Occasionally the police questioned Lucky. Said he: "If somebody slips on a banana peel, the cops call me in to find out if I'm selling bananas." Three months ago a police bigwig admitted that press charges against Luciano were "pure inventions." Lucky returned the compliment. "Italy has one of the best police forces in the world," said he, "and if they had anything on me, they'd arrest me."

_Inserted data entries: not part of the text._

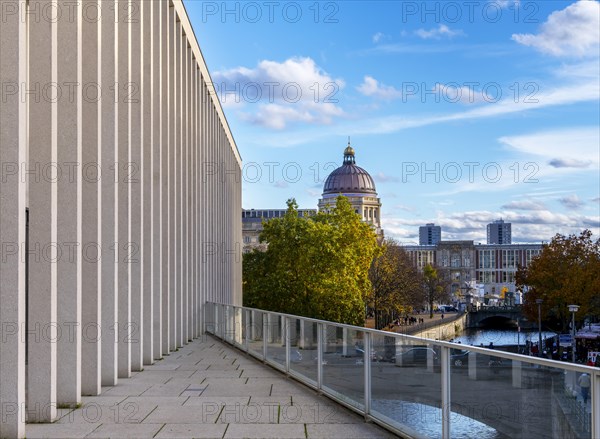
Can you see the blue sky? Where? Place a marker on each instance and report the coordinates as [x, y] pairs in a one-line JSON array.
[[463, 112]]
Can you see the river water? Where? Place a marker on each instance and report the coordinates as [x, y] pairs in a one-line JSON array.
[[500, 337]]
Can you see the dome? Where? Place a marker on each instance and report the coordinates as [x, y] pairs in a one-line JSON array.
[[349, 178]]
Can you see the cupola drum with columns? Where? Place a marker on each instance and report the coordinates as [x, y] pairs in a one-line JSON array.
[[358, 186]]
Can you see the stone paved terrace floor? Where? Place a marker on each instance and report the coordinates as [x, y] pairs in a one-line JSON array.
[[208, 390]]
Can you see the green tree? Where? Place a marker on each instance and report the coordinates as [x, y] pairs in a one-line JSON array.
[[395, 283], [565, 273], [314, 267], [435, 286]]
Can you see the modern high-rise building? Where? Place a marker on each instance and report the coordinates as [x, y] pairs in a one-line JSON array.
[[499, 232], [120, 198], [430, 234], [491, 267]]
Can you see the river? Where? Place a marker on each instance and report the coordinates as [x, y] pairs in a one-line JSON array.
[[500, 337]]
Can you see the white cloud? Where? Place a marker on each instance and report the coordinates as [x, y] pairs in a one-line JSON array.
[[436, 33], [295, 90], [377, 37], [372, 87], [571, 202], [279, 116], [569, 163], [563, 148], [462, 94], [380, 177], [573, 31], [579, 91], [524, 205], [506, 3]]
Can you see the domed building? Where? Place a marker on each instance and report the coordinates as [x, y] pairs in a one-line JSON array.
[[358, 186]]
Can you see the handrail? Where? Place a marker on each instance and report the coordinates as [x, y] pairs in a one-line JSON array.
[[273, 334]]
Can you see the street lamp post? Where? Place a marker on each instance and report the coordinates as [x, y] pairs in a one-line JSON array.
[[539, 303], [573, 309]]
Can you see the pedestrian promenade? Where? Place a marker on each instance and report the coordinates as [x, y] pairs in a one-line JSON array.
[[208, 390]]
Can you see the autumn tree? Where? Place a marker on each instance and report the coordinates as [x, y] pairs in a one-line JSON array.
[[314, 267], [395, 283], [435, 286], [565, 273]]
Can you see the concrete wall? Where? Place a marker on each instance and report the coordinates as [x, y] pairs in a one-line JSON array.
[[113, 142]]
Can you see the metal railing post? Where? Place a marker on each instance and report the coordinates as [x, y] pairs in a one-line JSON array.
[[595, 404], [265, 320], [247, 337], [288, 347], [445, 372], [367, 363], [320, 334]]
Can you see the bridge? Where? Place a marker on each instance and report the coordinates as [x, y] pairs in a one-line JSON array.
[[490, 315]]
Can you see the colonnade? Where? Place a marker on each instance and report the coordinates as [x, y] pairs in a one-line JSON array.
[[120, 197]]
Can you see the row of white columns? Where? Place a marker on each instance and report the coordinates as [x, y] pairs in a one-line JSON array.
[[119, 154]]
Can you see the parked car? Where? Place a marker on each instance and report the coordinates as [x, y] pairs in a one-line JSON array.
[[417, 356]]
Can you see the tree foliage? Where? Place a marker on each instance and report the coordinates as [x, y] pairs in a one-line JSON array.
[[567, 272], [314, 267], [395, 284]]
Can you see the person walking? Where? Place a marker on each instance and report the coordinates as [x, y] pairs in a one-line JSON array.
[[584, 384]]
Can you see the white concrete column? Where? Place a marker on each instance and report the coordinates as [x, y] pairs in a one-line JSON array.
[[190, 192], [42, 191], [135, 180], [184, 145], [108, 113], [179, 150], [13, 137], [157, 188], [165, 176], [91, 223], [173, 194], [125, 168], [147, 142], [69, 211], [193, 204]]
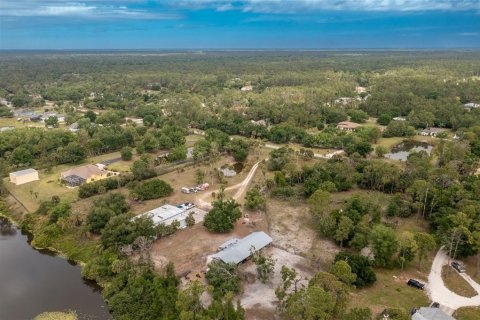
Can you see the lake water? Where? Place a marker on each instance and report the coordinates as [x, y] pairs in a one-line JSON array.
[[33, 281], [402, 150]]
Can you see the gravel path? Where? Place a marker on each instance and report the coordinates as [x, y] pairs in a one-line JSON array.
[[438, 292]]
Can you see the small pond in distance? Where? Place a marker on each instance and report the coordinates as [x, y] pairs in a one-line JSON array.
[[402, 150], [35, 281]]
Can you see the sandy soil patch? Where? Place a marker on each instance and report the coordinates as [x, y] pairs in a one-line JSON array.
[[258, 296]]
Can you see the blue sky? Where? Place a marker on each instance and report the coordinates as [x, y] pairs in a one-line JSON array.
[[241, 24]]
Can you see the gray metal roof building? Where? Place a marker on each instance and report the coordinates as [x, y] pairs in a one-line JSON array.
[[236, 252], [431, 314]]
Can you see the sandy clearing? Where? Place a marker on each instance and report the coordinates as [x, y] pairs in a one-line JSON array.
[[262, 296], [438, 292]]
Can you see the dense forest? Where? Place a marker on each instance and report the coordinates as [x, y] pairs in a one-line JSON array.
[[240, 101]]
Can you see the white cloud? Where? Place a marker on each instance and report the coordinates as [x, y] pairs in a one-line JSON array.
[[85, 9], [296, 6]]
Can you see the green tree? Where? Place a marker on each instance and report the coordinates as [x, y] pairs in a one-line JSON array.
[[223, 277], [342, 270], [384, 244], [319, 202], [254, 199], [51, 121], [344, 229], [265, 264], [407, 247], [426, 243], [358, 314], [222, 216], [126, 153]]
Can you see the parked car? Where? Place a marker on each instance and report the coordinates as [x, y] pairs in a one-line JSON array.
[[457, 266], [416, 284]]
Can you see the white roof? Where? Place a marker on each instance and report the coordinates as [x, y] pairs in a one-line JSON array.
[[166, 214], [23, 172], [240, 250]]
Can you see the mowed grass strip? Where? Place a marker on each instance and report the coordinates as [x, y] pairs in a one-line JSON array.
[[455, 283], [468, 313], [390, 292]]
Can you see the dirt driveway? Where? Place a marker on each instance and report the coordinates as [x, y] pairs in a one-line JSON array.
[[438, 292]]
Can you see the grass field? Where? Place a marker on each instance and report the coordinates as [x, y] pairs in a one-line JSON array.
[[391, 290], [468, 313], [455, 283]]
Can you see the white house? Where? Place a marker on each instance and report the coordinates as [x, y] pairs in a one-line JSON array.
[[166, 214], [24, 176]]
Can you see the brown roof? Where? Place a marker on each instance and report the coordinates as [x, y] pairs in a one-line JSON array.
[[348, 124], [84, 172]]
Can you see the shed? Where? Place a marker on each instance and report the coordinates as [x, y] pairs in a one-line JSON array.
[[24, 176], [236, 252], [425, 313]]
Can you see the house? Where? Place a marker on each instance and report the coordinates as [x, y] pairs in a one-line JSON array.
[[432, 132], [431, 314], [238, 250], [74, 127], [228, 172], [167, 214], [24, 176], [360, 89], [84, 174], [259, 122], [348, 126]]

"So Gentle & Kind." At Rome's Ciampino airport last month the police arrested a "businessman" from New York named Charles Vincent Trupia, who had on him 20 Ibs. of cocaine, worth a half million dollars at peddlers' prices. The police, reflecting that the drug traffic was one of Lucky's oldest loves, hauled him out of his penthouse. Day after day, they questioned him. They wanted to know about another jail suspect who claimed to have been a Luciano lieutenant. Said Lucky: "The way they talk about my 'lieutenants,' I got more than the army." He was allowed to have changes of clothes and tasty meals (sent in from restaurants), but the police would not admit Igea, who wanted to bring him some "little cakes." She complained bitterly: "I'm lonely in this big apartment. Charley was always so gentle and kind. Why, oh, why don't they stop this persecution?"
"Deadest Dump." After nine days, the police let Lucky go. They were unable to pin anything on him, but last week they handed him a foglio di via obbligatorio--a document compelling him to report within four days to the police at Lercara Friddi, the humble Sicilian town where he began life, 52 years ago, as Salvatore Lucania, and which he once described as "the deadest dump in the world." The police hinted that Lucky might eventually be permitted on the mainland again, but that never again could he live in Rome.
The prospect of even a short sojourn in Lercara Friddi was enough to make an active man short-tempered. Lucky roughed up photographers at the entrance to his apartment building. Said he: "In the States I know what I can do and what I can't. Over here it's different. They got laws I don't know anything about."